Cut to Florida, where the press is being introduced to top NASA astronaut Captain Frank Saunders (Robert Reilly). When Saunders freezes up during the press conference, he's hustled out by Dr. Adam Steele (James Karen, another familiar face best known to genre fans from RETURN OF THE LIVING DEAD). There's a great deal of concern over Saunders' performance, as the public isn't in on the fact that he's really an android. This leads to a sequence making use of even more rocket launch stock footage, accompanied by some earnest hippie garage rock (by the Poets). The Martians mistake Frank's rocket for a missile and use a ray to knock it down, then realize their mistake and send some men to kill the pilot, who has landed in Puerto Rico. Of course, they don't reckon on a robot, and they're only able to wound Frank, blasting off a hunk of his head, but this is enough to send the android out of control and into a murderous rampage. While Frank-enstein (get it?) is stumbling around butchering cocoanut farmers with a machete, the Martian soldiers are out abducting bikini-clad hotties from beaches and pool parties. Concerned with their 6 million dollar investment, the military sends Steele and his assistant Karen Grant (Nancy Marshall) to Puerto Rico to search for the robot, outfitting them with a Vespa, travelogue footage and some faux Beatles music (by Distant Cousins) for their mission. That's right, the US Army has plenty of helicopters, tanks and jeeps in the stock footage, but can only afford a rented scooter for one of their most important rescue efforts.

What's that? Oh yes, the title promised a spacemonster (onscreen) or a space monster (in ads). The Martians have a doozy in the basement of their ship, a hulking mutant known as Mull (Bruce Glover, another busy actor and dad to Crispin), who looks kind of like a cross between ROBOT MONSTER's Ro-man and SHE CREATURE. When Grant is captured in a Martian go-go girl roundup and thrown in a cage next to Mull (thus setting up the climactic showdown), the grasping creature is actually frightening, at least to the kids in the audience.

It's all an incredibly strange and bewildering tapestry of rock music, sex, a gruesomely disfigured android, silly space opera aliens, a creepy monster, lots of military and space program stock footage, Caribbean locations, curiously impassive extras, and a semi-interesting collection of character actors (Robert Alan Browne of PSYCHO II and III is also in the cast). It's not what anyone would call "good", but it's also a mind-bender and a lot of fun to watch. Some peculiar details just jump out there, such as the way the Martians slide their captives into a machine for "purification" after first throwing cheap curtains over them. It's just plain weird. Released to moderate success on a double bill with CURSE OF THE VOODOO, it later blew some minds when it was paired with the struggling Natalie Wood drama INSIDE DAISY CLOVER! One can't help wondering how and why it came to be, but the facts have been elusive until now.

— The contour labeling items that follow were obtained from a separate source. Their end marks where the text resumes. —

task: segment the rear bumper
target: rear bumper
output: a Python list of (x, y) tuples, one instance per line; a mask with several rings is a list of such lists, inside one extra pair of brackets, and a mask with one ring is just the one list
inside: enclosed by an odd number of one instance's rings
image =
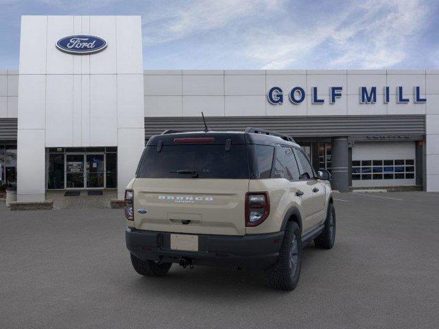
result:
[(244, 236), (198, 235), (198, 252), (170, 248), (171, 233), (126, 228), (126, 247), (143, 260), (178, 263), (187, 258), (194, 265), (263, 269), (279, 255), (283, 231)]

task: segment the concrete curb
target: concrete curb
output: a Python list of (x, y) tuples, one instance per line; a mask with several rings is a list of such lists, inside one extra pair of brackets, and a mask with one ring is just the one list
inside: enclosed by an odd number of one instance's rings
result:
[(54, 200), (36, 202), (21, 202), (13, 201), (10, 203), (11, 211), (21, 210), (51, 210), (54, 208)]

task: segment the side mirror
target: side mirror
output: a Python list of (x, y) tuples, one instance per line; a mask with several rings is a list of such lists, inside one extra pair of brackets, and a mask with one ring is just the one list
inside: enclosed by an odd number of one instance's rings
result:
[(331, 173), (325, 169), (321, 169), (317, 171), (317, 177), (319, 180), (331, 180)]

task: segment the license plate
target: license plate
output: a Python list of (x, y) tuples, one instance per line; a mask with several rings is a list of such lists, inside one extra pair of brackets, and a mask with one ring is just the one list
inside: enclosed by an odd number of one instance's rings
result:
[(198, 236), (171, 234), (171, 249), (174, 250), (198, 251)]

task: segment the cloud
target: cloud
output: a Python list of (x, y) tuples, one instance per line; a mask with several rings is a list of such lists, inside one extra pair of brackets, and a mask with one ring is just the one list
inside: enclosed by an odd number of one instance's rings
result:
[(147, 45), (180, 40), (206, 31), (220, 29), (263, 12), (276, 10), (281, 0), (196, 1), (156, 7), (143, 15)]

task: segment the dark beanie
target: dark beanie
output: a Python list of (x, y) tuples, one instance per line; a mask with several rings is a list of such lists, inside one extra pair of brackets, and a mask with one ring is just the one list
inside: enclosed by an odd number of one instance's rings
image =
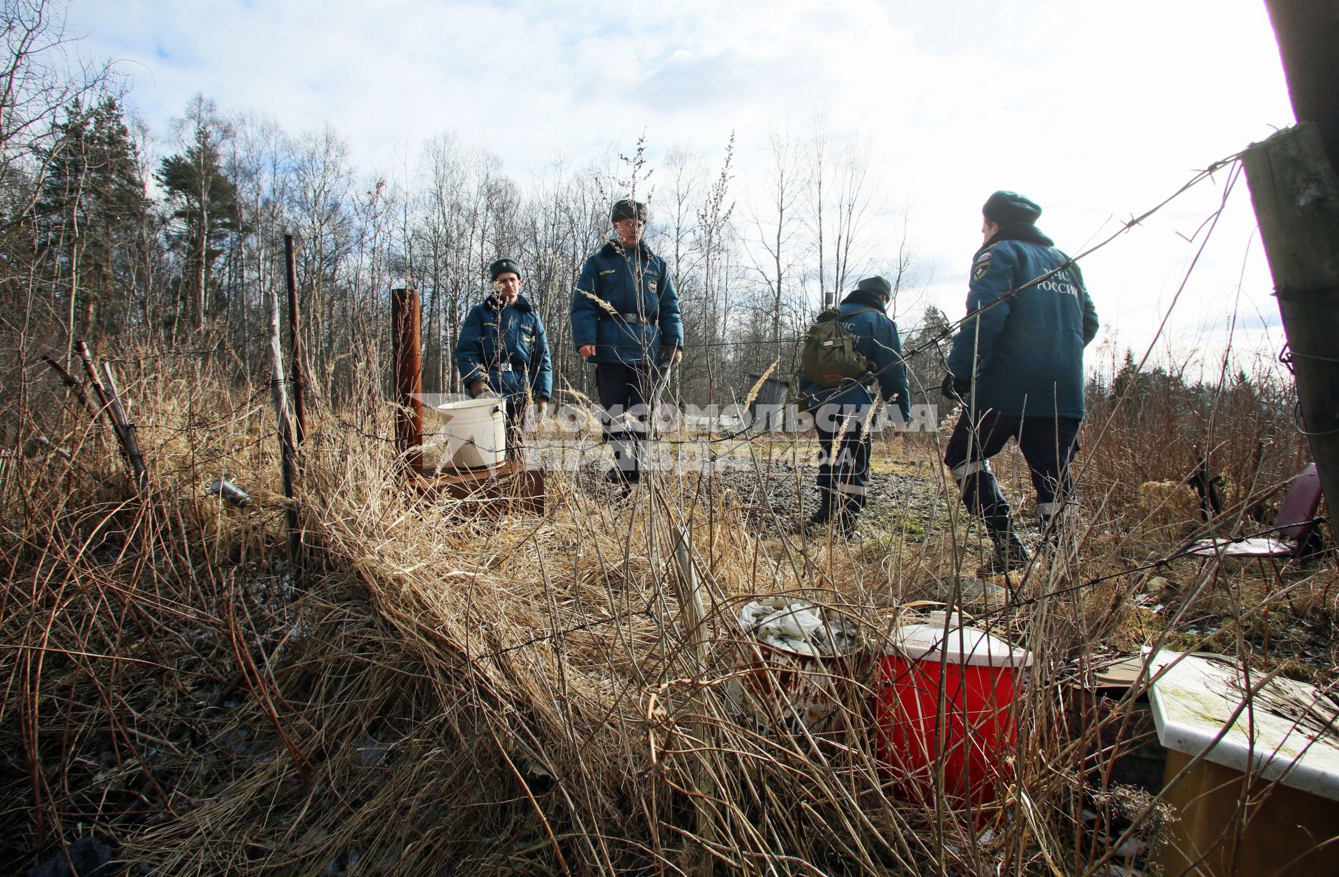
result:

The trio of screenwriters, who all went on to success in literary and academic circles, come clean on how they got involved with the movie in an essay provided in a 16-page insert booklet. It's a good read, putting the movie in fresh perspective as it's explained that the story was a comedy at first, but since the writers had nothing to do with it once they finished the script (over two drunken weekends), they can't give much information on the shooting. Dark Sky mattes a slightly scratched 35mm print for widescreen viewing, and it looks and sounds clean enough, but doesn't give the curious enough answers. Other than the booklet, a small image gallery and the hysterical trailer, the disc offers no extras. It's a bit disappointing that there's no commentrak from director Robert Gaffney (who also worked on 2001: A SPACE ODYSSEY and SUPERFLY T.N.T.), cinematographer Saul Midwall (who shot THE HUSTLER and 12 ANGRY MEN) or any other survivors, but it's nice to finally have this oddball title preserved on DVD.